Transitioning to IPv6 in AWS

There are a large number of workloads that operate in the AWS Cloud using traditional virtual machines (Instances) on traditional IPv4 networking. And for the last few years, we’ve seen the steady growth in IPv6 adoption globally. For those who haven’t started this journey yet, here’s some notes on what you may want to look at as you start to embrace the future of the Internet.

It should be noted that this transition is a two way street:

  1. you need to get ready to offer your digital services to your clients over both IPv4 and IPv4 (Dual Stack)
  2. you need to have your dependant services you use to offer (listen) on an IPv6 address, and probably via a gradual transition via offering both IPv4 and IPv6 for a (long) period of time

Within your internal (to your VPC) network architecture you can use either network protocol: the initial focus needs to be on enabling your incoming traffic to use either IPv4 or IPv6.
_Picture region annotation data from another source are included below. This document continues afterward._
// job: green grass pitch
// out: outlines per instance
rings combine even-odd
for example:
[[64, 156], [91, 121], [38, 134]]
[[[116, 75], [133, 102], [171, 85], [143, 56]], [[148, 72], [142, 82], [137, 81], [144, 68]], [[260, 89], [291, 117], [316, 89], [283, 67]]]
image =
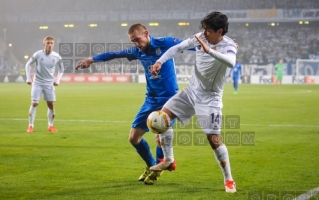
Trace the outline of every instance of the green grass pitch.
[[[127, 138], [144, 84], [61, 84], [58, 133], [46, 130], [42, 99], [35, 131], [26, 132], [30, 89], [0, 84], [0, 199], [279, 199], [319, 187], [317, 85], [240, 85], [237, 95], [225, 86], [223, 114], [240, 116], [236, 131], [254, 133], [251, 145], [228, 145], [235, 194], [225, 193], [211, 148], [194, 142], [176, 141], [176, 171], [152, 186], [137, 181], [144, 163]], [[154, 134], [145, 138], [155, 154]]]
Your transport layer security (TLS) should be identical on either network protocol. The IP protocol is just a transport protocol.

Here are the steps:

  1. VPC Changes
  2. Subnet Changes
  3. Load Balancers Changes
  4. Routing Changes
  5. Security Group Changes
  6. DNS Changes

VPC Configuration

Adding an IPv6 address block is reasonably simple in VPC. While you can allocate from your own assigned pool, its far easier to use the AWS pool; its ready to go and doesn’t need any other preparation.

There are three ways to add an IPv6 address allocation:

  • In the console, via ClickOps
  • Via the API (including the CLI)
  • Via the CloudFomation template that defines your VPC – highly recommended

Assigning the address block to the VPC does not actually use it, and should make zero impact to already running workloads. You should be safe to apply this at any time.

Subnet Configuration

Once the VPC has an allocation, we can then update existing subnets to also include an allocation from within the VPC’s range. The key difference we see here is that in IPv4 we can chose the size of the subnet, in IPv6 you cannot: every IPv6 allocation to a subnet is a /64, which is about 18 billion billion IP addresses.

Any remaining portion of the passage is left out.